Achieved \(\kappa \) (top) and prediction time (bottom) for OPH (left) and BLN (right) using polarimetric sample covariance matrices. The solid lines denote the single scale (\(\alpha =1\)), the dashed lines the multi-scale (\(\alpha \in \{1,2,5,10\}\)) case.

Fig. 7.
figure 7

Obtained semantic maps (stitching of corresponding test sets) by exploiting different amounts of spatial context. Note: Images have been scaled for better visibility.

Figure 7 shows qualitative results by using projections that allow 1) a minimal amount of context (being based on scattering vectors with \(r_d=r_s=3\) and no scaling), 2) the optimal (i.e. best \(\kappa \) in the experiments) amount of context (being based on covariance matrices with \(r_d=r_s=31\) and no scaling); and 3) a large amount of context (being based on covariance matrices with \(r_d=101\), \(r_s=31\) and scaling with \(\alpha \in \{1,2,5,10\}\)). There is a significant amount of label noise if only a small amount of local context is included but even larger structures tend to be misclassified if they are locally similar to other classes. By increasing the amount of context, the obtained semantic maps become considerably smoother. Note, that these results are obtained without any post-processing. Too much context, however, degrades the results as the inter-class differences decrease leading to misclassifications in particular for smaller structures.

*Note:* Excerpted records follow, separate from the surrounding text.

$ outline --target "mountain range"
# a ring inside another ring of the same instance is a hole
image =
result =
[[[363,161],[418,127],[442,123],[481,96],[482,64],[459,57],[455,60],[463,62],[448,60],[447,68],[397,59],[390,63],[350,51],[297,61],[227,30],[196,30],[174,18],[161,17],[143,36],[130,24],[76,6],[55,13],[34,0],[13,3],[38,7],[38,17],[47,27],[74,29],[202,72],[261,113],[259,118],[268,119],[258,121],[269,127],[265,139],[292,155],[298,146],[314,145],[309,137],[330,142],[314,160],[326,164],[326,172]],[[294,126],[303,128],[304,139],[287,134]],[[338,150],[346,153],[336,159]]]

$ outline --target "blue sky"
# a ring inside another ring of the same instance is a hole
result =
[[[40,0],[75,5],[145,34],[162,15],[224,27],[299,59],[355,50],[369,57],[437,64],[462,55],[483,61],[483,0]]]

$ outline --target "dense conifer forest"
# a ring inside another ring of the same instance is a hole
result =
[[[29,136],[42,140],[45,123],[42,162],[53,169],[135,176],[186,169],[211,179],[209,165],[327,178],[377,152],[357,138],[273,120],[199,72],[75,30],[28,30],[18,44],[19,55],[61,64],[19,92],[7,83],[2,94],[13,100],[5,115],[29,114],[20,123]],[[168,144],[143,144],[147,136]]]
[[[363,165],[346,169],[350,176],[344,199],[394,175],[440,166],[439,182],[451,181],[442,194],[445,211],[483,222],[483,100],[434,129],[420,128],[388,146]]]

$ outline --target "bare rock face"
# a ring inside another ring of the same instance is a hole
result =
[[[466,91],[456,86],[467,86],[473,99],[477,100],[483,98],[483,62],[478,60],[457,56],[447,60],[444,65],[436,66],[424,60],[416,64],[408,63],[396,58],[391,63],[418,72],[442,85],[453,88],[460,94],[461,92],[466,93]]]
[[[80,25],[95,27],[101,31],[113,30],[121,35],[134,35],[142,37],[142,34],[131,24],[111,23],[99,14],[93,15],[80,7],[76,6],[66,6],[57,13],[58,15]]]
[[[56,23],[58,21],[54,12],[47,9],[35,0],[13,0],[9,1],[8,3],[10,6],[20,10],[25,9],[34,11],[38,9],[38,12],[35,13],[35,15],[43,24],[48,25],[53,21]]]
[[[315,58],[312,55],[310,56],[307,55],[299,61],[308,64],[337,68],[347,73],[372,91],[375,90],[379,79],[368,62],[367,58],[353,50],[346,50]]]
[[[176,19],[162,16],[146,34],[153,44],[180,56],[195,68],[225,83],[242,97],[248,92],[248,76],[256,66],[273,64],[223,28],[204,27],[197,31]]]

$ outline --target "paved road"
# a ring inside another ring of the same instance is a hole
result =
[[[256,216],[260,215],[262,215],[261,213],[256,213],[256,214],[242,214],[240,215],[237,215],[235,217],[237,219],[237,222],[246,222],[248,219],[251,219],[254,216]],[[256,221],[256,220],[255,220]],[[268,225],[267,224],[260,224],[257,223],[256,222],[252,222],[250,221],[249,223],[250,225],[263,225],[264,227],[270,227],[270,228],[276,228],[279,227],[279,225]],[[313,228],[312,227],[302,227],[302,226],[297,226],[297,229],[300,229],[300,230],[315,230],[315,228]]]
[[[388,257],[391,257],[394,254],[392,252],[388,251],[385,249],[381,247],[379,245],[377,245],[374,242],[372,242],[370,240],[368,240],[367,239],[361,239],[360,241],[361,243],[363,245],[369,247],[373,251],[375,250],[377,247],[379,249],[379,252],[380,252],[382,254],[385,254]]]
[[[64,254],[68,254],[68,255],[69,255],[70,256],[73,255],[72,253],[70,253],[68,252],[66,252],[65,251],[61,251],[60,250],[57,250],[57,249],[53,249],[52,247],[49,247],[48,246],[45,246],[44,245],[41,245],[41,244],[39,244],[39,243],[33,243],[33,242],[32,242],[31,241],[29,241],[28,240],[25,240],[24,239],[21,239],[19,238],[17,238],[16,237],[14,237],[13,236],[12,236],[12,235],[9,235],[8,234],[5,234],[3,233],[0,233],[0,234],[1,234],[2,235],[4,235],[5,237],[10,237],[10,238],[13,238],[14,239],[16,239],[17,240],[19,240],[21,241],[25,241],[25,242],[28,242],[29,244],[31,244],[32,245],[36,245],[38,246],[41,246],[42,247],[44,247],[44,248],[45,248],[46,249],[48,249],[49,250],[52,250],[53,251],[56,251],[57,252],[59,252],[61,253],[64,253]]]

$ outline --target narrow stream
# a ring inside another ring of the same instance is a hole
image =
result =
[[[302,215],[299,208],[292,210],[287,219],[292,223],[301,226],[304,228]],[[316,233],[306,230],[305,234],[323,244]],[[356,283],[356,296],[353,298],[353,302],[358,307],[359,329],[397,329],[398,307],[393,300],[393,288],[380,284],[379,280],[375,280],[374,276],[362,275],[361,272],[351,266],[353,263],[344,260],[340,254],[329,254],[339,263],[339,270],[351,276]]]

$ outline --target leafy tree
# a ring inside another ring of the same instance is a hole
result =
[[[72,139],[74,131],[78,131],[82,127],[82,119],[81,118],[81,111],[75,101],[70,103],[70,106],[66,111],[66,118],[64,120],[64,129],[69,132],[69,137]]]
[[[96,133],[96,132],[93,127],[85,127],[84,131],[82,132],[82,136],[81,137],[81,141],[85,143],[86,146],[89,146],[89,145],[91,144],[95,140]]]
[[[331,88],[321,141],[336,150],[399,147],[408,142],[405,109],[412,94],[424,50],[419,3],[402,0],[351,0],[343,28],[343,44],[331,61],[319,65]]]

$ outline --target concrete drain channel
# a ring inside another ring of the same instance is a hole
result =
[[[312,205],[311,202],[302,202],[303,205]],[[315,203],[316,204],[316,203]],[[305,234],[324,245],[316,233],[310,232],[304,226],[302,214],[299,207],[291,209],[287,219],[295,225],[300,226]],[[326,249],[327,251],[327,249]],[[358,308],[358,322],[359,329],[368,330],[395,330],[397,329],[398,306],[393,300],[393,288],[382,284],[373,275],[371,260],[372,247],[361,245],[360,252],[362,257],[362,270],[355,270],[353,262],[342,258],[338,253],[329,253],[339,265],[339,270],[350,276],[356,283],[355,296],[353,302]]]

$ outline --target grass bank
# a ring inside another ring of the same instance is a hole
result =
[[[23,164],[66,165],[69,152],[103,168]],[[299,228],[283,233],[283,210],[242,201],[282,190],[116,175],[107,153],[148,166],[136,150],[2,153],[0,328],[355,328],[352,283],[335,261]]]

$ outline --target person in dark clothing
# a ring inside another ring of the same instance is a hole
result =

4 Conclusion and Future Work

This paper extended the set of possible spatial projections of pRFs by exploiting distance functions defined over polarimetric scattering vectors. This allows a time- and memory efficient application of pRFs directly to PolSAR images without any kind of preprocessing. However, the experimental results have shown that usually a better performance (in terms of accuracy) can be obtained by using polarimetric sample covariance matrices. We investigated the influence of the size of the spatial neighborhood over which these matrices are computed and showed that medium sized neighborhoods lead to best results where the relative performance changes were surprisingly consistent between two very different data sets. Last but not least we investigated the role context plays by varying the region size and distance of the internal node projections of pRFs. Results show that the usage of context is indeed essential to improve classification results but only to a certain extent after which performance actually drastically decreases.

Future work will confirm these findings for different sensors, i.e. HSI and optical images, as well as for different classification tasks. Furthermore, while this paper focused on visual context (i.e. on the measurement level), semantic context (i.e. on the level of the target variable) is of interest as well. On the one hand, the test selection of the internal nodes of pRFs allows in principle to take semantic context into account during the optimisation process. On the other hand, post processing steps such as MRFs, label relaxation, or stacked Random Forests should have a positive influence on the quality of the final semantic maps.